当1939年第二次世界大战爆发时,英国外交大臣哈利法克斯勋爵曾说过他的国家正“处在这个疯狂的大陆的边缘”。2016年6月,大多数英国人显然还完全同意这一评估,投票离开了“欧盟”。
当然“欧盟”本身也为英国和其他地区的批评者的“敌意”提供了理由。“欧盟”的权力和规则在不断地增强,欧元和其他经济事务发生了多次危机,在应对大规模的移民时其措施相形见绌,成员国之间激烈争吵,这些都引起了人们的极大关注。
但是,对“欧盟”的抵触并不能否认这样一个事实:欧洲一体化运动的成就曾经是、至今仍然是非同寻常的,这在战后的前40年中尤为突出。正如英国记者兼历史学家尼尔·阿舍森(NealAs)所指出的,在那段时间里,西欧的“繁荣、安全、保障和社会平等都增加了”。《国际先驱论坛报》指出:“以消除关税壁垒和自由商业交流为开端的欧洲‘一体化运动’,最终消除了欧洲国家之间爆发战争的可能,并使欧洲大陆取得了难以想象的繁荣。

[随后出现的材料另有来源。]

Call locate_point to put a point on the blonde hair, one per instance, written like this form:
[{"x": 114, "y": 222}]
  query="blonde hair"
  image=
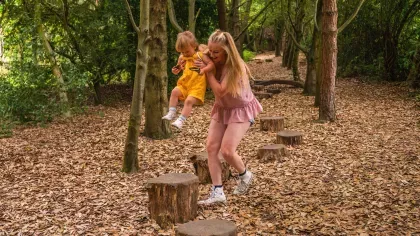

”欧洲的“一体化运动”最终也迎来了“二战”后加入苏联“阵营”的两个战时盟友——波兰和捷克两国随着“苏联解体”而回到了西方的“怀抱”。1997年7月9日,在共产党人“丢失”政权八年后,波兰和捷克共和国(1993年1月1日,捷克斯洛伐克被划分为两个独立的国家:捷克和斯洛伐克。——作者注)加入了“北约”组织。2004年,斯洛伐克也成为“北约”成员。同年,这三个国家都加入了“欧盟”。
就在波兰进入“北约”后的第二天,克林顿总统在华沙的斯塔尔城市中心对成千上万欢天喜地的波兰人说:“你们的命运再也不会由别人决定了。你们生来就有的自由的权利再也不会被剥夺了。”在对克林顿的讲话欢呼的人群中,就有波兰外长布罗尼斯瓦夫·盖雷梅克(Brons?awGeremek)。他的犹太父亲是在奥斯威辛集中营中死去的。盖雷梅克后来回忆说,那个时刻“对于这个国家来说是令人难忘的一刻。在那一天,曾经被历史的风暴多次席卷而去的国家的独立终于获得了一个强大联盟的安全保障。波兰在那一天再次与它的传统盟友站到了一起”。
抛开战后英国和欧洲大陆之间跌宕起伏的关系不说,对英国与被占领欧洲各国战时关系的回忆仍然在继续发光。对于曾在伦敦一起工作过的英国人和欧洲人来说,那段时间留下来的遗产是深刻而且持久的。荷兰前国防部长弗里茨·博克斯坦(FritsBolkestein)表示:“在第二次世界大战期间,英荷之间的友谊纽带拉得那样紧,它对战后的关系产生了持久的影响。我们荷兰人永远不应忘记在那个艰难的日子里英国对我们意味着什么。”
尽管戴高乐和英国政府冷冰冰的官方关系从来没有解冻过,但他也有着同样的感受。当1945年温斯顿·丘吉尔大选失败后,戴高乐曾写道:“一个基本并且不可否认的事实是:如果没有他,我的事业从一开始就将是徒劳无功的。”当丘吉尔于1965年去世时,戴高乐在伦敦国家葬礼的哀悼人群中非常显眼。和法国总统在一起的还有来自整个欧洲的几百名前抵抗战士。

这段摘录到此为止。